Había algo más. La historia no terminaba allí, y Gustavo lo sabía, pudo notarlo en la mirada de su padre. Él quería protegerlos de algo, de algo que quizás era mejor no saber.
—Lucy —exhaló el padre, al volver la cara hacia su hija—, por favor, dime que has sido una niña buena.
—Sí, papá —mintió Lucía—, he sido perfecta.

Al abrir los ojos, Lucía se vio así misma encadenada a una pared, y ruidos infernales de maquinarias pesadas le llegaron al oído; correas chirriantes y engranajes oxidados. El hedor a aceite quemado era pestífero y provenía de allí mismo, de la misma habitación. La niña de diez años comenzó a gritar hasta que su garganta colapsó. Quedó rendida, con las vestimentas ultrajadas, apoyada de espaldas contra el muro. Su melena enmarañada, sus muñecas sangrantes —a causa de los grilletes de metal—, y su cuerpo ennegrecido por la mugre, le brindaron la apariencia de un anciano condenado en la antesala del Averno.
La caldera de aceite hirviendo burbujeaba a su costado. Una lágrima de grasa oscura le salpicó los pies frágiles y pálidos. Luego otra, y otra más, hasta que la piel comenzó a resbalársele del hueso.
Lucía no podía gritar, su voz —al igual que su esperanza— la había abandonado para siempre. Entre sus gritos mudos de dolor, se oyeron pasos en el calabozo.
—¿¡El conejo te hizo eso!? —satirizó la bestia peluda, posicionándose frente a Lucía—. “¡Qué conejo estúpido!” ¿¡No es así!?
La niña alzó la vista y esbozó una mueca de terror, revelando una hilera de dientes rotos y torcidos.
—Quizás, con el dinero que has robado, puedas comprarte una dentadura más resistente, ¿qué dices, niña? ¿Es suficiente? ¿Tus ahorros impíos podrán comprarte una sonrisa nueva?
Lucía luchó otra vez, inútilmente, por desprenderse de las cadenas pero solo logró reavivar el dolor en sus muñecas.

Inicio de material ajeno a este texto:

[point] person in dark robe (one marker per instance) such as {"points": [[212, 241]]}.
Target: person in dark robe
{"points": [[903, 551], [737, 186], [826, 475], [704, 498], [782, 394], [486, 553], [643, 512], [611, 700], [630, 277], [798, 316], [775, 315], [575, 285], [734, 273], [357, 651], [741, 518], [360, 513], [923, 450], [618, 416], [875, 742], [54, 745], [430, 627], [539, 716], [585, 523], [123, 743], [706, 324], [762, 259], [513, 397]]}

—¿Ahora te parece suficiente, niña? —preguntó el animal, mientras tomaba el pie bueno de Lucía y lo retiraba de un jalón.
La chica se retorció con brusquedad, con el destello del dolor en vida titilando en su mirada. Ahora, lo único que la conectaba con su pie era un par de viscosos hilos rojos que pendían en el aire.
Ya en el último momento —y con una velocidad inenarrable—, el conejo transformó la extremidad en una especie de amuleto, al atravesarlo con una cuerda y colgarlo de su cuello.
“Una pata de la suerte”, fue el último pensamiento de la niña al clavar su vista en el verdugo, “una… maldita… pata…”.
La bestia se irguió orgullosa ante su presa, y antes de que ésta muriese desangrada, la arremetió contra el calderón ardiente y dejó que pereciera calcinada… tal como ella lo había hecho con el gato de su hermano
[1] Revenga, etimológicamente, significa “lugar húmedo o revenido”.